A 53% increase in after-tax profits to $33.4 billion for the study companies in 2013 was facilitated by an 11% increase in revenues and significant decrease in property impairments, E&Y says. In 2012, study companies reported a 58% decrease in after-tax profits, which E&Y attributed to low natural gas prices (OGJ Online, June 4, 2013).
Revenues reached $199 billion in 2013 as oil production and oil prices increased. Production costs for the year increased mainly because of higher lease operating expenses, and many companies made strong investments in their 2013 operations with a plowback percentage of 125%, E&Y says.
Oil, gas reserves rise
Yearend oil reserves increased in each year of the study and reached 25.4 billion bbl in 2013. After decreasing in 2012 because of downward reserve revisions caused by depressed natural gas prices, yearend gas reserves climbed to 178.7 trillion cu ft.

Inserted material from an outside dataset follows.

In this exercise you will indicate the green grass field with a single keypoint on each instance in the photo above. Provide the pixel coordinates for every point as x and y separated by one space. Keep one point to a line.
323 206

While natural gas prices fared slightly better last year, positively impacting gas reserves, gas production dipped slightly for the first time in the study's 5-year period.
Extensions and discoveries for both oil and gas reserves in 2013 were the highest of the 5-year study period. These additions for oil reserves encompassed 4.1 billion bbl in 2013 and contributed to an oil production replacement rate of 222%, excluding purchases and sales.
Extensions and discoveries of 29.9 tcf were reported for gas reserves, and the gas production replacement rate was 229%, excluding purchases and sales.
"Large independents accounted for the largest absolute increases in oil and gas reserves in 2013, though the gas reserves still remain below the level we saw in 2011," Byers said.
The US oil and gas reserves study is a compilation and analysis of certain oil and gas reserve disclosure information reported to the Securities and Exchange Commission.